How to get a mini pupillage

  • Last updated Aug 1, 2016 12:51:39 PM
  • By Maudie Powell-Tuck, AllAboutLaw

When you’ve decided that being a barrister is what you want to do, the best way to get a taste of life at the Bar is to do a mini-pupillage.

The ‘where’ of doing a mini-pupillage should be quite simple. Find out all you can about various chambers, especially the ones close to where you are located.

The ‘when’ may be a little more complicated. If you’re still at school, you will find it a struggle to get a mini-pupillage; some chambers do advertise programmes for high school students, but these are few and far between.

Finding a mini-pupillage at university

It’s easier once you’ve begun your law degree as many chambers offer mini-pupillages to law students. It varies chambers to chamber, but non-law students might have to wait until they begin their GDL before they’ll be able to apply for a mini-pupillage.

The first thing you need to do is look at all the kinds of work available with different chambers to get an idea of where your talents and aptitudes will fit best. Once you have a rough idea of the areas you’d like to try out, you should begin applying for mini-pupillages to chambers with expertise in these areas. 
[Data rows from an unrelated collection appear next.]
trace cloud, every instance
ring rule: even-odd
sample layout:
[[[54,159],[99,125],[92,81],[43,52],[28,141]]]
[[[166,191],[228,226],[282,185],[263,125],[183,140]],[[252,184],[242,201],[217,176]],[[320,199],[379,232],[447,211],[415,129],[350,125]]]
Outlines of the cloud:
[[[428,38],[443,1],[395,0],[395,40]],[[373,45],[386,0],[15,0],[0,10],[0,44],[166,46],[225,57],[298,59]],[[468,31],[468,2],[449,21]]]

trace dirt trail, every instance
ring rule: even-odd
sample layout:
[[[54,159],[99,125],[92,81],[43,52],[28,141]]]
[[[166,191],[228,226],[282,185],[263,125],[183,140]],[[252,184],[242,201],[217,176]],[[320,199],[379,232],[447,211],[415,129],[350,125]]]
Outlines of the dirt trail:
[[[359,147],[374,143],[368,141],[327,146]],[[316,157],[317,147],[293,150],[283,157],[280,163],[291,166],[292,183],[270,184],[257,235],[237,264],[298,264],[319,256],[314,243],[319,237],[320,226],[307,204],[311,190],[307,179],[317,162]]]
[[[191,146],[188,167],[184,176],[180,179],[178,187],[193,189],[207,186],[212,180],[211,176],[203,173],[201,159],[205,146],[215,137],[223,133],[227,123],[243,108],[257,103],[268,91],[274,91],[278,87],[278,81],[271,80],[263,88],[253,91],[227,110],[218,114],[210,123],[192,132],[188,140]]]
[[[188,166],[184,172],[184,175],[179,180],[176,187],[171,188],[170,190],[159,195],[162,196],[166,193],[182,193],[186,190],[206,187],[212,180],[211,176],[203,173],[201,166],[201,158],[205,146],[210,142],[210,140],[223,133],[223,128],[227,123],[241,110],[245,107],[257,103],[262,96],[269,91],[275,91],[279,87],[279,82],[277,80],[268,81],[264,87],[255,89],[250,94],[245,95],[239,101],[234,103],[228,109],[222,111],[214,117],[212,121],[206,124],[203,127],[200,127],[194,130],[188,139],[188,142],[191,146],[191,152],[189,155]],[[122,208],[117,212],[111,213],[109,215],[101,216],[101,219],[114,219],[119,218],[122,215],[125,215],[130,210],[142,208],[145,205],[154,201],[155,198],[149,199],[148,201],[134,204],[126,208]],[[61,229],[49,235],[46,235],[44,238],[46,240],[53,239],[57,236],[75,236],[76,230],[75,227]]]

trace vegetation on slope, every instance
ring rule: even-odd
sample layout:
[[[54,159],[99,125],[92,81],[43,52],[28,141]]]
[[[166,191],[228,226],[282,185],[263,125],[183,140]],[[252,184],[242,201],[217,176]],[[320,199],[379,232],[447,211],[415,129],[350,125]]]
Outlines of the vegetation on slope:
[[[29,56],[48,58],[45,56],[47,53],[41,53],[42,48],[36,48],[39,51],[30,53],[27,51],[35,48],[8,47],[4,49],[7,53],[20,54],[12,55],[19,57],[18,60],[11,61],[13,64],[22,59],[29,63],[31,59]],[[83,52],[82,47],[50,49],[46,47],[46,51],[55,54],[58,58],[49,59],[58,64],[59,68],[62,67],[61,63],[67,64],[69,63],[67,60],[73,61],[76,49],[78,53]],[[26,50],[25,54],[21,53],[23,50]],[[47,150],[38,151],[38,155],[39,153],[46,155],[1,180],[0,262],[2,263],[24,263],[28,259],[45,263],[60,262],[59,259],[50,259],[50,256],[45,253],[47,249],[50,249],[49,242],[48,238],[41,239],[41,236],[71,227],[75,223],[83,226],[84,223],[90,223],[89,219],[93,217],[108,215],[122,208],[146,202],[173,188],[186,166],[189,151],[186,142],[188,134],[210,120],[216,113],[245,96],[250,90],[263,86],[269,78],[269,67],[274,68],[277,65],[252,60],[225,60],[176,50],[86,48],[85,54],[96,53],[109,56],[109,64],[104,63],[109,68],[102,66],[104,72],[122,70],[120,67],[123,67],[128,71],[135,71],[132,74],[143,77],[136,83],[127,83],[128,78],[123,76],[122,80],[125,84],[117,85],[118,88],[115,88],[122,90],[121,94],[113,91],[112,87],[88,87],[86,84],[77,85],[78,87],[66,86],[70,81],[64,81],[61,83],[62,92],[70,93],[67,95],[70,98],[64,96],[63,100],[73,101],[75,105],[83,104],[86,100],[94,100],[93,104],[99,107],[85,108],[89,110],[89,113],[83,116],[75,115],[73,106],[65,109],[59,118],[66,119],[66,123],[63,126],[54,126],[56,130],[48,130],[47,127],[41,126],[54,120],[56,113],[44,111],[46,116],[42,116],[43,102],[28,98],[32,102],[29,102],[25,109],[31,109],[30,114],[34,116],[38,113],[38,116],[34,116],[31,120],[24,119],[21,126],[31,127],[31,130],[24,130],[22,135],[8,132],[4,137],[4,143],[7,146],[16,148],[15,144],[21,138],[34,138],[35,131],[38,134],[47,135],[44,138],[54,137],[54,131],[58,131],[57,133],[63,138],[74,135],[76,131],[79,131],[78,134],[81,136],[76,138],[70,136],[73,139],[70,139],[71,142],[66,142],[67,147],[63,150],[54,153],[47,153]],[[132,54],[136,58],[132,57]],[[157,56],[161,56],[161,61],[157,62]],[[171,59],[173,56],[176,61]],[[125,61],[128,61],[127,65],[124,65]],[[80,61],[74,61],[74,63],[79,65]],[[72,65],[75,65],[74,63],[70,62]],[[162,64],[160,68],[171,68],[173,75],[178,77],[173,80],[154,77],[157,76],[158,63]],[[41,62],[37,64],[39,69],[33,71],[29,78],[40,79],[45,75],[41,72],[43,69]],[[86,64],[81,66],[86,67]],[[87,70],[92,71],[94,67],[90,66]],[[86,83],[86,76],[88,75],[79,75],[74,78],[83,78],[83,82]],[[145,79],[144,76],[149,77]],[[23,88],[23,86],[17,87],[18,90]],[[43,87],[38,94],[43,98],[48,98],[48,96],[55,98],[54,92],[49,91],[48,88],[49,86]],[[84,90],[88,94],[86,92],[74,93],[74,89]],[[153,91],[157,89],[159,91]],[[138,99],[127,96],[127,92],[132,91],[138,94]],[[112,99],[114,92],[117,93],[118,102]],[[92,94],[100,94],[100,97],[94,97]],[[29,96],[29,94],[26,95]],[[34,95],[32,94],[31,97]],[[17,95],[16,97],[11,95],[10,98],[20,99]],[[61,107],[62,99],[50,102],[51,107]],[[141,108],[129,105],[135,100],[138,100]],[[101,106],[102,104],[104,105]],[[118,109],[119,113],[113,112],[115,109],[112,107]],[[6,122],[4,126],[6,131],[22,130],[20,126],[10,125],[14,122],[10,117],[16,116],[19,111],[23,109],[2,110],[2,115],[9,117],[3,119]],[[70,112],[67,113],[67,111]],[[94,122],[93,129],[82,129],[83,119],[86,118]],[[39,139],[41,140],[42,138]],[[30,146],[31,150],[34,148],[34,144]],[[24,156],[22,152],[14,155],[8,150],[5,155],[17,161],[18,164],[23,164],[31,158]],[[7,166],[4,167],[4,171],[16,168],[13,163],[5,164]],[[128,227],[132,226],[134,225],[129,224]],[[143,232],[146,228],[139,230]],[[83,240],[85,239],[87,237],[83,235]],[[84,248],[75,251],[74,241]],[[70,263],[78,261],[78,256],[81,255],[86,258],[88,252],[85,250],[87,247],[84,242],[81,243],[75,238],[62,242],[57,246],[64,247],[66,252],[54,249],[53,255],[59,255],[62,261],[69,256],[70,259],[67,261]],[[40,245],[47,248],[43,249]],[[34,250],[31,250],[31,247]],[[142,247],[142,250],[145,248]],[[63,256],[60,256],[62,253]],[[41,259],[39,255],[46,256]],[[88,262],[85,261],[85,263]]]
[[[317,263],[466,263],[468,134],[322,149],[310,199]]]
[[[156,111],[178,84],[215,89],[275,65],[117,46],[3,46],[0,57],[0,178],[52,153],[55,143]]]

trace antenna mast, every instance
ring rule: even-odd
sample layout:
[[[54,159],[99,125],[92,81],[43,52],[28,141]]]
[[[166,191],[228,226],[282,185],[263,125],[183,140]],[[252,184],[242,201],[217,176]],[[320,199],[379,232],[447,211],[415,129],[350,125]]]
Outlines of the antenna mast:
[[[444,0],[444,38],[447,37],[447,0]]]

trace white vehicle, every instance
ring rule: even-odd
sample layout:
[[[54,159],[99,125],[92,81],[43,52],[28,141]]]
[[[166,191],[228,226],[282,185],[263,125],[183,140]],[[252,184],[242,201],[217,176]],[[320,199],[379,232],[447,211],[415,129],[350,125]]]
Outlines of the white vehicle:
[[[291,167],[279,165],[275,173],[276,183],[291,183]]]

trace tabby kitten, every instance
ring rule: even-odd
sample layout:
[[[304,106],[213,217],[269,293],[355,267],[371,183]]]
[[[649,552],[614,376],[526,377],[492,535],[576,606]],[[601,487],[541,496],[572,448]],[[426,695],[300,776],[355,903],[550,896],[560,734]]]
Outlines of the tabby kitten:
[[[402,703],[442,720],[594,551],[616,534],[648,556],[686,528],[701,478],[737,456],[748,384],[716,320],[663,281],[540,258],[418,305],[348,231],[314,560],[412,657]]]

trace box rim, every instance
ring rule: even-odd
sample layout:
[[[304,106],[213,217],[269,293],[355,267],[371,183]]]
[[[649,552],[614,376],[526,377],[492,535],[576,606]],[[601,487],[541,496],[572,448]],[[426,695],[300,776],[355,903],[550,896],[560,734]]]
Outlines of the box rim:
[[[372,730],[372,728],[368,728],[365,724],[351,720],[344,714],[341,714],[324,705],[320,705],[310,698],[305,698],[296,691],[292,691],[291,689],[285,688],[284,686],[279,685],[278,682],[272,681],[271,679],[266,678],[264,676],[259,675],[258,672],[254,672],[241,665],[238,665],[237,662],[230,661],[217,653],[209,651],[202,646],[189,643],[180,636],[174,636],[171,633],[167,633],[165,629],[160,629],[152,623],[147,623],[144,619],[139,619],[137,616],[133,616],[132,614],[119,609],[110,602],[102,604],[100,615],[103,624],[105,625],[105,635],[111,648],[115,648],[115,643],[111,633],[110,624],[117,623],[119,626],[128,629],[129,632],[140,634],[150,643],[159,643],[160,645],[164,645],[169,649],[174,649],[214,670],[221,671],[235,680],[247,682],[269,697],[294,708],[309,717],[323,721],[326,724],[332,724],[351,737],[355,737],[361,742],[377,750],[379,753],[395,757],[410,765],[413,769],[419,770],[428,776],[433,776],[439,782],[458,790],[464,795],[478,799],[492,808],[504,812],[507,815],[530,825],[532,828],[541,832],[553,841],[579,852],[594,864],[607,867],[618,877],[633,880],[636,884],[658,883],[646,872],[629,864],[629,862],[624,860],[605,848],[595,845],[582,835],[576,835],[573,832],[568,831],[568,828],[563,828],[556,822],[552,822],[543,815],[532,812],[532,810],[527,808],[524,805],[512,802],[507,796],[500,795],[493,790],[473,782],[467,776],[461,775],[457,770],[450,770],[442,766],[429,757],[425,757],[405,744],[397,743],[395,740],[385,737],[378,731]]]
It is imperative that you do at least one mini-pupillage before you apply for or complete a pupillage. Some chambers will make it a condition of the pupillage selection process that an assessed mini-pupillage at their chambers should be completed first.

The mini-pupillage application...

To apply for mini-pupillages, you will normally need to send a copy of your latest CV and a covering letter addressed specifically to the chamber you’re applying to. Some chambers may have online applications you will need to submit instead, but all the details should be available at the respective chambers’ websites. If not, give them a ring to find out.

Treat the application as you would a job or pupillage application. Ensure the CV, covering letter or application details are carefully worded, without any spelling or grammatical errors. 

Your writing should be crisp, cogent and to the point, and don’t use any fancy bells or whistles to jazz up your CV. Some other handy suggestions to remember: don’t be long-winded and use unnecessary jargon; mention relevant extracurricular activities you’ve participated in; and subtly highlight significant achievements such as grades, prizes or medals for public speaking.

Any work or projects that you have undertaken which involved some amount of people management, teamwork and communication skills are definitely worth a mention. The covering letter should provide details of your current status and why you are interested in a career at the Bar or why you want to be a barrister. 

Importantly, keep your application concise and to the point. Barristers won’t want to spend a huge amount of time wading through your application. The quicker you can convince them to take you on, the better.